Monday, June 17, 2013

Video Tour of Seminary Campus

So, for nearly a year now we've been living on the campus of the South American Nazarene Theological Seminary, and while we talked during our first week here about how we wanted to get some video of the campus to show everyone back home so y'all can visualize where we live... we're just getting around to that!  Oops.  Hope you enjoy this brief video tour of our campus; it truly is quite beautiful....

Tuesday, June 11, 2013

Work & Witness Projects

Work & Witness is the great short-term missions branch of the Church of the Nazarene.  The Work & Witness program brings teams to places of need all across the world to participate in construction projects for churches and communities, to minister to kids and the poor of those areas, and to give members of the church an opportunity to see how the church functions outside of their own culture.
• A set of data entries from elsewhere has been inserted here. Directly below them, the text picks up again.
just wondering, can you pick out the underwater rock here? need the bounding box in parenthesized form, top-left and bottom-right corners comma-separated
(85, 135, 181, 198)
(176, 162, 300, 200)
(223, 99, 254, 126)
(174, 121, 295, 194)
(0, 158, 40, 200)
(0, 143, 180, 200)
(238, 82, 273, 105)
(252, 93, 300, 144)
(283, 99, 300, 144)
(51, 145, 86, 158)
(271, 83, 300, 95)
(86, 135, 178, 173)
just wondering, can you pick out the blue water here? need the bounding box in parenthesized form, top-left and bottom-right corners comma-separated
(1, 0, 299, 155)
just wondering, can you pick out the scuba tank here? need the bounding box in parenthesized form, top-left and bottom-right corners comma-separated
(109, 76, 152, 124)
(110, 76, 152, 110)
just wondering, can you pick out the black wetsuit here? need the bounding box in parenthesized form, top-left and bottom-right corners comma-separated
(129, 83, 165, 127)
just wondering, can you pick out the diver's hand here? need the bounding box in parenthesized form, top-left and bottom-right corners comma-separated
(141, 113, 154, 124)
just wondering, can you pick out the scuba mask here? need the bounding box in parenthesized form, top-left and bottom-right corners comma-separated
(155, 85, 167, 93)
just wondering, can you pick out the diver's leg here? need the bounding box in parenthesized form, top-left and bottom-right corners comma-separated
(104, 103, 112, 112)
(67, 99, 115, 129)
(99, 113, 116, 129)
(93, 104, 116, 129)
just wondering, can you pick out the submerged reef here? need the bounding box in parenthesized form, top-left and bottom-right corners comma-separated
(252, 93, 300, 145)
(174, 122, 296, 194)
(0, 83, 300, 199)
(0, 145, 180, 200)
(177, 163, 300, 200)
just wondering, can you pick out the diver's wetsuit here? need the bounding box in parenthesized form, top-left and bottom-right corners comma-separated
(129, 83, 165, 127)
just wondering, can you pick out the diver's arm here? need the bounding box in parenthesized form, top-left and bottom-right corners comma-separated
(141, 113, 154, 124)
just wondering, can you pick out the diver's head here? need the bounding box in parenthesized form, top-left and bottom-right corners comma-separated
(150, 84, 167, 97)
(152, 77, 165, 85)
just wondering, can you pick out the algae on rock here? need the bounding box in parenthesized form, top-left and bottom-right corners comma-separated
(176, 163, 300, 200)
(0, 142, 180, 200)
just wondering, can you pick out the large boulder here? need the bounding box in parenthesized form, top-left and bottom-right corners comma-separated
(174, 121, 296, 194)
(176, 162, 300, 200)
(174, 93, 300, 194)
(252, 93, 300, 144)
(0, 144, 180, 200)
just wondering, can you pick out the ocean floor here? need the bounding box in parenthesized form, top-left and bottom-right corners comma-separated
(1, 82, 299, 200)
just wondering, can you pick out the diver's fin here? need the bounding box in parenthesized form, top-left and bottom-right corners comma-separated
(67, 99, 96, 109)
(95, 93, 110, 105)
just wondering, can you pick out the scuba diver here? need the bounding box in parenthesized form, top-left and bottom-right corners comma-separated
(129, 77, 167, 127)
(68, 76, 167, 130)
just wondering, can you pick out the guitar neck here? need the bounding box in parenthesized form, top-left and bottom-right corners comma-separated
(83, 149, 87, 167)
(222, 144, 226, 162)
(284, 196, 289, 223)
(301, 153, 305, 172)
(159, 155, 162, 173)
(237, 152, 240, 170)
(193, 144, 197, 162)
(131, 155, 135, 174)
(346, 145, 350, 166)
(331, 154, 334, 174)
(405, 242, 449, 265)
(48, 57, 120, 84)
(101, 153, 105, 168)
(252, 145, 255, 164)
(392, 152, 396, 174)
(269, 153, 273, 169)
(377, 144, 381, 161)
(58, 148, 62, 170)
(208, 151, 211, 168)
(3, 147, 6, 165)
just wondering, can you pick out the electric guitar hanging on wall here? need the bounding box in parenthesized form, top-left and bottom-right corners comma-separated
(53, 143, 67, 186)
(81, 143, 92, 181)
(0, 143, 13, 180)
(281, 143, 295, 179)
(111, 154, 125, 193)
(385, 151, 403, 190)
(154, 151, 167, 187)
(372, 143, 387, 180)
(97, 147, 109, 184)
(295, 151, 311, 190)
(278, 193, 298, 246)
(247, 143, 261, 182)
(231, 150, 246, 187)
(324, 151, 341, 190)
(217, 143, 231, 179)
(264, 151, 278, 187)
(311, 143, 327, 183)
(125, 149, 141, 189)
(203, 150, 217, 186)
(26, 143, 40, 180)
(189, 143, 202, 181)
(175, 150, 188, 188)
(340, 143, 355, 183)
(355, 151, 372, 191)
Ecuador regularly brings in Work & Witness teams, usually from North America, to work on such projects in this country.  Lately, Ian has been blessed with the opportunity to do quite a bit of work for and alongside of the Work & Witness Coordinators for the North Andean Field, Jon & Shirley Fischer.  The work has been diverse, rewarding, and often outside of Ian's comfort zone.  Here are some of the highlights!

Painting the walls of a mobile chapel.
Part of the work Ian was assigned included helping to construct and paint a mobile chapel building for a church plant here in Quito.  There are over 20 of these simple metal structures being used by Nazarene church plants and small churches throughout the country who have, for whatever reasons, been unable to build a permanent church building for their congregations.


A picture of the outside of the mobile chapel structure.


The inside of the mobile chapel structure (no roof yet).
A view of the front door, from inside the mobile chapel.








The plasma cutter is awesome!

At times, Ian has just been handed tools he's never worked with--including this plasma cutter--and been asked, "Wanna learn how to use this?"

While this shot makes it look like he is doing hard work, Ian is in fact simply cutting his name into a piece of scrap metal for the purpose of learning how to use this new contraption.
A couple of the Point Loma girls and Jon Fischer, the
W&W Coordinator, gathered around a 5 ft. hole we dug
by hand for cement footers.

A couple weeks back, Ian actually traveled to a Shuar Indian village near the town of Palora, Ecuador to work alongside of a Work & Witness team from Point Loma Nazarene University.  This group of about a dozen Californian college girls worked harder than many men digging holes for footers and pouring the concrete for the foundation of two buildings the Church of the Nazarene has partnered with Compassion International to build in this remote community.  Ian worked with part of the team on the construction efforts, while others ministered to the children of the village.

Two Ecuadorian men, Harrison (a friend from the seminary)
and David, mix cement while a few of our Point Loma girls
prepare to wheel it over to the holes we dug for footers.


Recently, there's been quite a bit of welding that has needed to be done around the Work & Witness shop on the seminary campus (actually, to prepare the support structures for the building the Point Loma team was constructing in the Shuar Village near Palora).  One day Ian was asked, "Do you wanna learn how to weld?"  He said, "sure!"

The first day welding, I (Ian) remember turning to Harrison, an Ecuadorian friend who was teaching me how to weld, and I told him, "You know, if we were in the States right now, I wouldn't be able to touch this machine on my first day.  In fact, we'd probably have to have people with special certifications talking to me about welding for several weeks before I ever picked up the electrode and started to weld."  I remember that he looked at me, and with one word he summarized the difference between North American and Ecuadorian culture: With a perfectly straight face he asked me, "Why?"

Some of the welds Ian has made.
Ian welding... yeah, for real.
To a professional welder, these are probably not pretty welds.
But they've held together!
Ready to weld.













The work Ian has been asked to do as of late has been very rewarding.  It's a blessing to be able to serve, not only in the ways we thought we would, but in exciting unexpected ways as well.  Working alongside Work & Witness here in Ecuador--being on the receiving end of short term volunteer teams--has given us a more complete picture of how our church works around the world.  The Kingdom of God is like a mustard seed... a mustard seed that includes a 26-year old learning how to weld in an Ecuadorian workshop.